Cell proliferation assay
To analyze the effect of Par3 or STAT3 knockdown on cell proliferation, cell proliferation assays were performed. Five thousand cells were seeded into each well of 96-well plates after 48 h of siRNA transfection. Cell Counting Kit-8 using the tetrazolium salt WST-8 [2-(2-methoxy-4-nitrophenyl)-3-(4-nitrophenyl)-5-(2,4-disulfophenyl)-2H-tetrazolium, monosodium salt (Dojindo, Tokyo, Japan) was used to quantify the number of cells by monitoring the changes in the absorbance at 450 nm, which were normalized relative to the absorbance of cells transfected with non-targeting siRNA.

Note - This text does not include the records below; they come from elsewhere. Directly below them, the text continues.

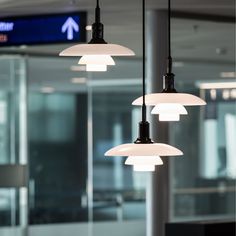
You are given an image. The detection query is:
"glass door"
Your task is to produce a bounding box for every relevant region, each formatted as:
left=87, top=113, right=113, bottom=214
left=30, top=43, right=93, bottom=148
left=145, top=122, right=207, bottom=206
left=0, top=56, right=28, bottom=236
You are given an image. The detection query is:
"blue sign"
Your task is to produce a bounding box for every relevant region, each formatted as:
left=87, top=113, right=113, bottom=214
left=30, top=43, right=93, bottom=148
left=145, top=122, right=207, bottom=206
left=0, top=12, right=87, bottom=46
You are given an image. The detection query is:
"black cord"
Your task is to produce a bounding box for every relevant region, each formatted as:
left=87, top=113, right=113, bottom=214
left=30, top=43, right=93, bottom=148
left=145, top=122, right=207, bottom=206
left=167, top=0, right=172, bottom=74
left=142, top=0, right=146, bottom=121
left=168, top=0, right=171, bottom=57
left=95, top=0, right=100, bottom=23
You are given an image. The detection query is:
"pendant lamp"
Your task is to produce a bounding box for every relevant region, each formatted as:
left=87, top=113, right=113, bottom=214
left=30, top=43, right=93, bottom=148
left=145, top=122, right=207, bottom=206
left=132, top=0, right=206, bottom=121
left=59, top=0, right=135, bottom=71
left=105, top=0, right=183, bottom=171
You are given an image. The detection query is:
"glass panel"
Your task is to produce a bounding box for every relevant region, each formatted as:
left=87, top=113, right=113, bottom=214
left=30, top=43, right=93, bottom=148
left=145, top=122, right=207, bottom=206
left=170, top=20, right=236, bottom=221
left=28, top=58, right=88, bottom=224
left=0, top=56, right=27, bottom=235
left=91, top=79, right=146, bottom=221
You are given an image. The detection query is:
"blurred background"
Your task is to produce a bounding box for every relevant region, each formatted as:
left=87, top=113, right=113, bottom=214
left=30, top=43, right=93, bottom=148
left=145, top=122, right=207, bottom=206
left=0, top=0, right=236, bottom=236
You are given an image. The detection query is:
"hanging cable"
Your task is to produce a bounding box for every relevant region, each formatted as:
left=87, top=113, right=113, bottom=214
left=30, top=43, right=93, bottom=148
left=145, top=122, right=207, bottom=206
left=95, top=0, right=100, bottom=23
left=167, top=0, right=172, bottom=74
left=142, top=0, right=146, bottom=121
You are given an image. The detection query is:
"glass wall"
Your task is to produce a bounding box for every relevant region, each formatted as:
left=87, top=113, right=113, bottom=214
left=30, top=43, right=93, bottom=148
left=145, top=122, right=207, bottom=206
left=170, top=20, right=236, bottom=221
left=0, top=56, right=27, bottom=231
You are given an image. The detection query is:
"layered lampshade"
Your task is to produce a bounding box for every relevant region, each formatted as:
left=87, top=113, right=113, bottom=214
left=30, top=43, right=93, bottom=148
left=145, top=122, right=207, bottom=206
left=132, top=0, right=206, bottom=121
left=78, top=55, right=115, bottom=71
left=59, top=0, right=135, bottom=71
left=105, top=133, right=183, bottom=172
left=132, top=92, right=206, bottom=121
left=105, top=0, right=183, bottom=172
left=125, top=156, right=163, bottom=172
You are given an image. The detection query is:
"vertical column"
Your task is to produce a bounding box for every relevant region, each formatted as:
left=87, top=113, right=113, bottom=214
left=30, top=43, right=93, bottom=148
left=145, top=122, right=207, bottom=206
left=147, top=10, right=169, bottom=236
left=19, top=57, right=28, bottom=236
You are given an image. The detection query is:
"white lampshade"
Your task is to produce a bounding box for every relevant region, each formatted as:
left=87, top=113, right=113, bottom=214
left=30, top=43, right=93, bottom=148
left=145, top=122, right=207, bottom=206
left=125, top=156, right=163, bottom=166
left=151, top=103, right=188, bottom=121
left=133, top=165, right=155, bottom=172
left=125, top=156, right=163, bottom=172
left=151, top=103, right=188, bottom=115
left=132, top=93, right=206, bottom=106
left=78, top=55, right=115, bottom=65
left=86, top=64, right=107, bottom=72
left=59, top=44, right=135, bottom=57
left=159, top=113, right=180, bottom=121
left=105, top=143, right=183, bottom=156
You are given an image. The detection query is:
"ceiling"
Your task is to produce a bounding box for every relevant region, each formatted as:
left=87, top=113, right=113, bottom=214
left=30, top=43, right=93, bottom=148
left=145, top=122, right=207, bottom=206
left=0, top=0, right=235, bottom=16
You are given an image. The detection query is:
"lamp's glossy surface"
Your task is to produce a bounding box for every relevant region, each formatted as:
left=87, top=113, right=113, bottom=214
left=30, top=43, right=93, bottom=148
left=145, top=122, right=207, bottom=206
left=105, top=143, right=183, bottom=156
left=125, top=156, right=163, bottom=166
left=151, top=103, right=188, bottom=115
left=151, top=103, right=188, bottom=121
left=86, top=64, right=107, bottom=72
left=78, top=55, right=115, bottom=65
left=132, top=93, right=206, bottom=106
left=133, top=165, right=155, bottom=172
left=59, top=44, right=135, bottom=57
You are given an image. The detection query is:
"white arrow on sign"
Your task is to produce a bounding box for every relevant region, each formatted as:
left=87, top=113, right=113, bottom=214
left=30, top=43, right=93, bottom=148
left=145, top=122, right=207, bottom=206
left=61, top=17, right=79, bottom=40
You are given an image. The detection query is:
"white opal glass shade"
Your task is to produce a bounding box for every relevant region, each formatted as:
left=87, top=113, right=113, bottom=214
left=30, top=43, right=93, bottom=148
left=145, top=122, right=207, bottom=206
left=151, top=103, right=188, bottom=115
left=105, top=143, right=183, bottom=156
left=151, top=103, right=188, bottom=121
left=125, top=156, right=163, bottom=166
left=59, top=44, right=135, bottom=57
left=86, top=64, right=107, bottom=72
left=78, top=55, right=115, bottom=65
left=132, top=93, right=206, bottom=106
left=159, top=113, right=180, bottom=121
left=133, top=165, right=155, bottom=172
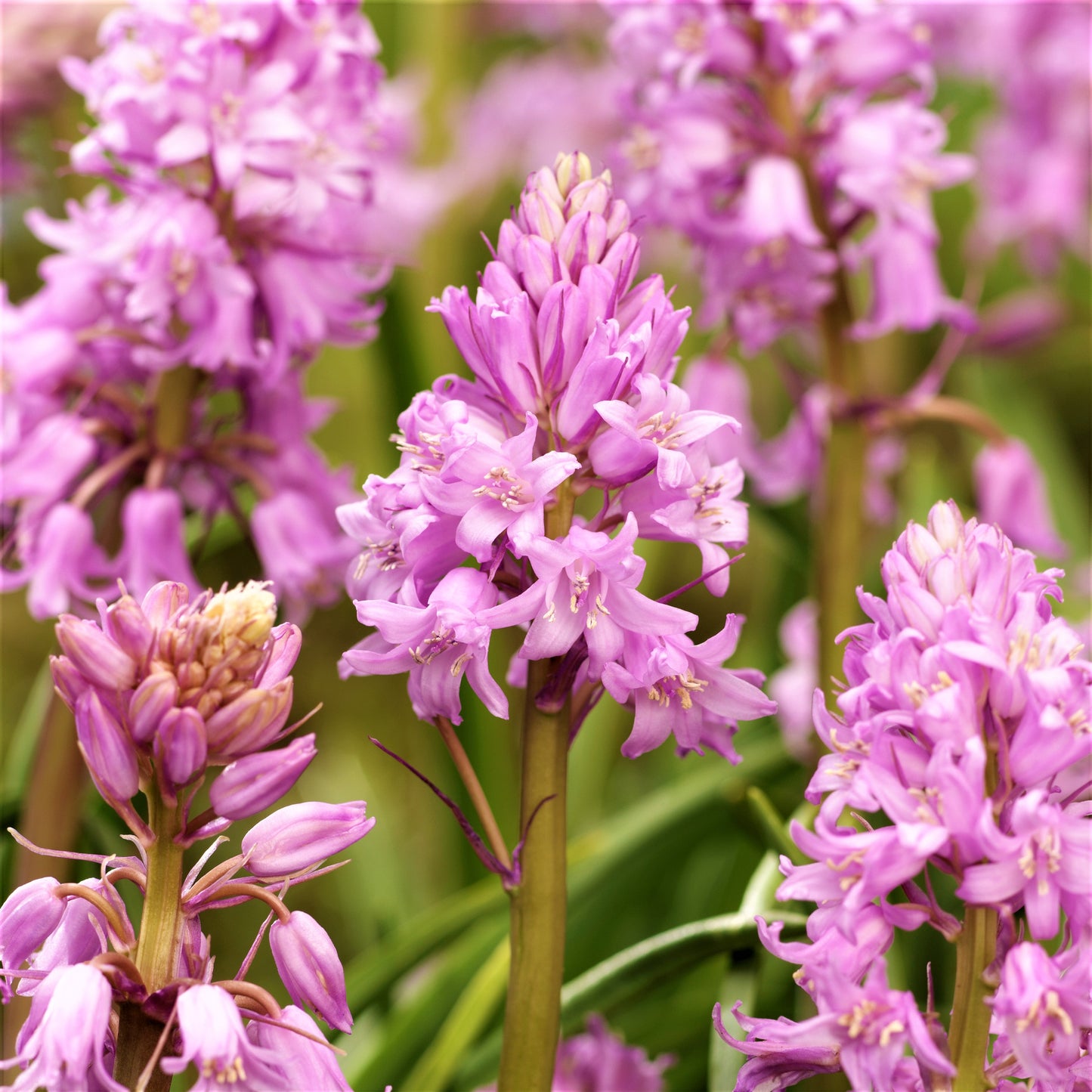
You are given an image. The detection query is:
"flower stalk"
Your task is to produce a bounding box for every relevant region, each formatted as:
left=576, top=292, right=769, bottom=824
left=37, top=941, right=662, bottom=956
left=497, top=483, right=574, bottom=1092
left=113, top=786, right=184, bottom=1092
left=948, top=906, right=997, bottom=1092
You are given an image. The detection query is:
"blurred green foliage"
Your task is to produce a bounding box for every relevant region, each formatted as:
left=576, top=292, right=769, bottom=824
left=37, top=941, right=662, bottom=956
left=0, top=2, right=1092, bottom=1092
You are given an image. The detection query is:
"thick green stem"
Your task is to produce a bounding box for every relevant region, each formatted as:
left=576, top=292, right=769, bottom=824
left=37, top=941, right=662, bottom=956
left=113, top=787, right=184, bottom=1092
left=948, top=906, right=997, bottom=1092
left=152, top=363, right=201, bottom=452
left=497, top=485, right=572, bottom=1092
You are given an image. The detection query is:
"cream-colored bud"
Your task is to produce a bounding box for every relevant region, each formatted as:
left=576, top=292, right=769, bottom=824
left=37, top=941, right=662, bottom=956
left=202, top=580, right=277, bottom=645
left=554, top=152, right=592, bottom=196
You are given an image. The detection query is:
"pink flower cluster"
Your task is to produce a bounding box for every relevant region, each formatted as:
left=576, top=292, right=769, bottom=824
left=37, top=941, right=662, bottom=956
left=609, top=0, right=972, bottom=353
left=717, top=501, right=1092, bottom=1092
left=0, top=0, right=401, bottom=617
left=923, top=3, right=1092, bottom=275
left=0, top=583, right=375, bottom=1090
left=339, top=154, right=773, bottom=756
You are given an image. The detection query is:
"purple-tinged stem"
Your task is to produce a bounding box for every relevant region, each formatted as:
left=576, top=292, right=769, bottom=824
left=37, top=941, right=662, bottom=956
left=497, top=484, right=574, bottom=1092
left=436, top=716, right=512, bottom=871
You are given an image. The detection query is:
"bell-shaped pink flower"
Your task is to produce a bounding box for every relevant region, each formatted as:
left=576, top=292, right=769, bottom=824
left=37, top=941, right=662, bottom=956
left=209, top=733, right=316, bottom=819
left=241, top=800, right=376, bottom=877
left=974, top=437, right=1068, bottom=557
left=247, top=1004, right=349, bottom=1092
left=0, top=963, right=125, bottom=1092
left=270, top=910, right=353, bottom=1032
left=159, top=986, right=289, bottom=1092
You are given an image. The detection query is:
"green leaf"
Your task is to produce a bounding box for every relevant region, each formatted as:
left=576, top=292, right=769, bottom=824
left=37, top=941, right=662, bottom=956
left=346, top=732, right=784, bottom=1013
left=456, top=910, right=807, bottom=1087
left=400, top=937, right=510, bottom=1092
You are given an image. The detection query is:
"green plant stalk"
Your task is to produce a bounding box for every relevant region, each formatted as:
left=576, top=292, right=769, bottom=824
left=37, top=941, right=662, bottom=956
left=113, top=787, right=184, bottom=1092
left=402, top=937, right=508, bottom=1092
left=152, top=363, right=201, bottom=452
left=497, top=483, right=574, bottom=1092
left=766, top=74, right=866, bottom=704
left=948, top=906, right=997, bottom=1092
left=497, top=660, right=569, bottom=1092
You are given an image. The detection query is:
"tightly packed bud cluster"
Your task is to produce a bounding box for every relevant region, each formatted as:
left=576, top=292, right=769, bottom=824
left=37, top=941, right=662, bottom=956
left=52, top=582, right=314, bottom=821
left=0, top=583, right=375, bottom=1090
left=717, top=501, right=1092, bottom=1092
left=611, top=0, right=972, bottom=353
left=339, top=154, right=773, bottom=756
left=0, top=0, right=404, bottom=617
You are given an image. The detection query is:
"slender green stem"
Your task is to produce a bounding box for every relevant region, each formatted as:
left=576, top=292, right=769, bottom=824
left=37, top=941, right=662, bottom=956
left=766, top=74, right=866, bottom=702
left=497, top=484, right=574, bottom=1092
left=113, top=787, right=184, bottom=1092
left=948, top=906, right=997, bottom=1092
left=436, top=716, right=512, bottom=868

Enzyme-linked immunosorbent assay (ELISA)
To analyze the effect of Par3 knockdown on IL-6 levels, an ELISA for IL-6 was performed. Five thousand cells were seeded into each well of 96-well plates followed by incubation for 24 h. Cells were then transfected with siRNA against Par3, and 48 h later, the supernatant was collected for ELISA analysis. Human IL-6 DuoSet ELISA Kit (R&D systems, Minnesota, USA) was used for IL6 detection according to the manufacturer’s instruction.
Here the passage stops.